I kept meaning to post that, but never did.
Then at the end of last year (again, 2010), I got super sick one day, and I had to call in to work. As I was lying on my couch, suffering, I got a call from my sergeant. I did not answer my phone, but thought, "What's going on? Does he think I'm faking being sick? I don't usually call in sick, so I can't be in trouble for this...can I?" After stressing about it for 30 minutes, I finally decided that it would be best just to bite the bullet and call the sergeant back to see what he wanted.
I was not in trouble. He was calling to advise me that the Day Shift commanders had nominated me for Officer of the Year. The proceedure, he said, was that commanders from each shift (Days, Noons, Nights, and Detectives) nominate one employee. All of the commanders get together later on, present the letters of nomination, and vote on THE Officer of the Year. The next week, I learned that I had not received the award. It's hard to beat an under-cover detective who has been on the department for probably 15 years. Anyway, I felt good just being nominated. Mine is the largest police department in the state, and I was in the top 4!
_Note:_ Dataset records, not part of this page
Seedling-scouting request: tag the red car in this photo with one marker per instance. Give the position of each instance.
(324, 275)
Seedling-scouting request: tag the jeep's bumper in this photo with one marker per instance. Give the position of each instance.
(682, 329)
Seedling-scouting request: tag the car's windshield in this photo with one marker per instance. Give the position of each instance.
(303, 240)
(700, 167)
I kept meaning to post that too, but never did.
Well, about 2 weeks after my last post about my new job, I received another call from my sergeant (same sergeant, might I add). I was already at home for the evening, and at the time, was still working on light-duty status due to my recent elbow injury. I did not ignore his call, but had my hands full of squirmy Liam, so I could not answer in time. Once again, I thought, "What did I do? I didn't take any reports today, so I can't have forgotten to turn in any paperwork...How much trouble can I really get into on light-duty??"
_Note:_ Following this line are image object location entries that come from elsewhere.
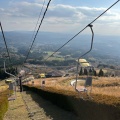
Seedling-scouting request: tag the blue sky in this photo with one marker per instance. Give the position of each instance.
(62, 16)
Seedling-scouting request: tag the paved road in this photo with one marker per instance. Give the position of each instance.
(40, 109)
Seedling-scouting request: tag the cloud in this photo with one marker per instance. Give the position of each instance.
(59, 17)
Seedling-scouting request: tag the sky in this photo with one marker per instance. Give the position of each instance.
(65, 16)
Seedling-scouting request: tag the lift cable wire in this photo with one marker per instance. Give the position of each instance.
(81, 30)
(84, 54)
(37, 31)
(5, 42)
(38, 20)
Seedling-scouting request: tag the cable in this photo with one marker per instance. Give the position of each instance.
(84, 54)
(37, 31)
(82, 30)
(5, 41)
(38, 19)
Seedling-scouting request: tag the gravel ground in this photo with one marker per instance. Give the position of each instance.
(17, 109)
(40, 109)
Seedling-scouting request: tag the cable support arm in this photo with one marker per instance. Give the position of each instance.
(82, 30)
(84, 54)
(37, 31)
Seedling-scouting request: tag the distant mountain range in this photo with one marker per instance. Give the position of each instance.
(105, 45)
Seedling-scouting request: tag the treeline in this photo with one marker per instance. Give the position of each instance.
(54, 62)
(91, 71)
(11, 70)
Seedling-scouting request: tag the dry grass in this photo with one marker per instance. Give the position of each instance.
(104, 86)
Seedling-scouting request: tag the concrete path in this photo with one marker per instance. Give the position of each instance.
(40, 109)
(30, 106)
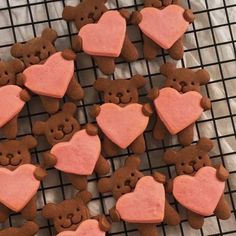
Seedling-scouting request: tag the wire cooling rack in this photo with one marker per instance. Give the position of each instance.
(210, 43)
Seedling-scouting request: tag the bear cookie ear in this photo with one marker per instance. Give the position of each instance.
(49, 34)
(69, 108)
(167, 69)
(170, 157)
(17, 50)
(29, 141)
(104, 185)
(49, 211)
(30, 228)
(138, 81)
(39, 127)
(101, 84)
(17, 65)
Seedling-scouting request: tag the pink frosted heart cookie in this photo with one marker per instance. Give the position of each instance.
(122, 125)
(10, 103)
(86, 228)
(106, 37)
(177, 111)
(52, 78)
(200, 193)
(18, 187)
(164, 26)
(145, 205)
(79, 155)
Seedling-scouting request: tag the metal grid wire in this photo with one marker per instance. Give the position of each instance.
(209, 44)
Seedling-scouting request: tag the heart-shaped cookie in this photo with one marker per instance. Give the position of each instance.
(122, 125)
(177, 111)
(86, 228)
(18, 187)
(106, 37)
(145, 205)
(200, 193)
(164, 26)
(79, 155)
(10, 103)
(52, 78)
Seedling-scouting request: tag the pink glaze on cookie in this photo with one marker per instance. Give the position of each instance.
(79, 155)
(200, 193)
(52, 78)
(86, 228)
(18, 187)
(106, 37)
(10, 103)
(122, 125)
(164, 26)
(145, 205)
(177, 111)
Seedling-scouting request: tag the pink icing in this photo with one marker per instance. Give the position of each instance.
(79, 155)
(106, 37)
(177, 111)
(10, 103)
(145, 205)
(52, 78)
(164, 26)
(122, 125)
(200, 193)
(18, 187)
(86, 228)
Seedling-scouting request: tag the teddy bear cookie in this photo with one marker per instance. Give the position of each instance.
(75, 151)
(102, 33)
(163, 24)
(19, 179)
(179, 103)
(48, 73)
(139, 199)
(29, 228)
(199, 186)
(71, 217)
(121, 118)
(12, 97)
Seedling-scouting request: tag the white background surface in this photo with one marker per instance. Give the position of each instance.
(210, 43)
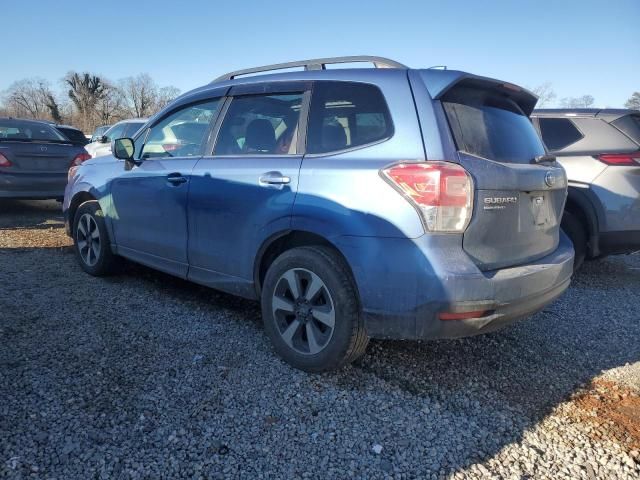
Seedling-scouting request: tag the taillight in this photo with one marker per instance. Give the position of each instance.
(442, 192)
(79, 159)
(4, 161)
(621, 159)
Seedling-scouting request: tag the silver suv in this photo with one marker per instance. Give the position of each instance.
(600, 150)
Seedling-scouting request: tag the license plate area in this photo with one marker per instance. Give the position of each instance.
(535, 211)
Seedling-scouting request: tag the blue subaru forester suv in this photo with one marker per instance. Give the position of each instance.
(354, 203)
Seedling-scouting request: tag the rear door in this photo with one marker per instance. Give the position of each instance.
(150, 199)
(518, 202)
(244, 191)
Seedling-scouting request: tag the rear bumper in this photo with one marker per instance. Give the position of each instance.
(33, 186)
(437, 278)
(627, 241)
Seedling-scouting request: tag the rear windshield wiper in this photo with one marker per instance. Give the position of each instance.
(544, 158)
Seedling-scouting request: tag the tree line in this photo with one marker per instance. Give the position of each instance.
(547, 98)
(86, 100)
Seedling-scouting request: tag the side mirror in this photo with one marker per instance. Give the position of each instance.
(123, 148)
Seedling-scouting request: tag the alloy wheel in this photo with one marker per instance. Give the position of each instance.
(88, 240)
(303, 310)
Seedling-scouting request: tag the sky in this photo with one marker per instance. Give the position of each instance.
(582, 47)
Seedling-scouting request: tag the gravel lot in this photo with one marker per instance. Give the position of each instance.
(142, 375)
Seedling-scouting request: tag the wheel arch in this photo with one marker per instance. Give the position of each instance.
(581, 207)
(77, 200)
(280, 242)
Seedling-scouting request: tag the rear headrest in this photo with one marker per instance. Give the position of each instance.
(260, 136)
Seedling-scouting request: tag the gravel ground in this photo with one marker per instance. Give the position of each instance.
(142, 375)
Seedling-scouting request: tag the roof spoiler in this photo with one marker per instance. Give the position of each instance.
(439, 82)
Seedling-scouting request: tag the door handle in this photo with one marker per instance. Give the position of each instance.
(176, 179)
(274, 178)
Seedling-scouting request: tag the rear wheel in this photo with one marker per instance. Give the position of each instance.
(574, 229)
(91, 240)
(310, 310)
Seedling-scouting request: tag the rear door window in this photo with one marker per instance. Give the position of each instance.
(558, 133)
(346, 115)
(489, 125)
(131, 129)
(261, 125)
(182, 133)
(115, 132)
(630, 126)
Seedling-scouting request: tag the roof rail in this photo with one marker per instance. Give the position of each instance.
(315, 64)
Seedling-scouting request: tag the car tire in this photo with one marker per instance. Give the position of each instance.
(91, 240)
(320, 333)
(576, 232)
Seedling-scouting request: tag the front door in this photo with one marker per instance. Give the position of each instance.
(244, 191)
(150, 200)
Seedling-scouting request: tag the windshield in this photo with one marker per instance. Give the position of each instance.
(21, 131)
(489, 125)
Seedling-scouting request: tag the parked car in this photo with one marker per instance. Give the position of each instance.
(354, 203)
(126, 128)
(35, 159)
(74, 134)
(600, 150)
(99, 132)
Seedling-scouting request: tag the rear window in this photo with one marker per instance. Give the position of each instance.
(558, 133)
(489, 125)
(21, 131)
(630, 126)
(346, 115)
(76, 136)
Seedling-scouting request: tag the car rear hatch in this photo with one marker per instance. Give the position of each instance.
(519, 194)
(38, 157)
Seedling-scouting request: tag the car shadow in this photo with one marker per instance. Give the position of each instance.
(31, 214)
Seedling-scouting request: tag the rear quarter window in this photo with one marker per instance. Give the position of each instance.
(558, 133)
(630, 126)
(489, 125)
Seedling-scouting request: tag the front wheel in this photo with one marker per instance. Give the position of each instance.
(310, 310)
(91, 240)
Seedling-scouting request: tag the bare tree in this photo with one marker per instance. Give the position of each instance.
(112, 106)
(85, 91)
(545, 94)
(28, 98)
(165, 96)
(585, 101)
(634, 101)
(54, 108)
(141, 94)
(88, 99)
I was not in trouble (again). This time, the sergeant was calling to tell me that, not only had the Day Shift commanders nominated me for Officer of the Year again, but this year, I WON!
I was kind of shocked since they never told me I was nominated this year. I'm sure I did not sound as appreciative and excited as he had hoped...it just took some time to set in. Now, want to talk about neurotic self esteem problems? I spent the rest of the night waiting for the phone call from a commander, saying they had actually mis-counted the votes, and I really had not won after all. I know, it's sad.
But, they had not mis-counted. I really got the award. I was (am) very proud. Then I got roped into giving an interview to the local news paper. Then an on-camera interview for one of the local TV stations. I did not realize those things came with the package. (Because of my new position, I'm hearing rumor that my days in the media spot light are not over yet.)
I did not know what to tell those reporters. Honestly, I just show up every day and do my job the best I can, usually going home thinking that I could have/ should have done better. Who knows. I guess I'm doing things mostly right. I can guarantee, though, that I will still have days where I think that I could have/ should have done better. And the next time my sergeant calls me, I will still rack my brain wondering what I might have done wrong!
I kept meaning to post all of that. Finally...with about 15 minutes left in 2011.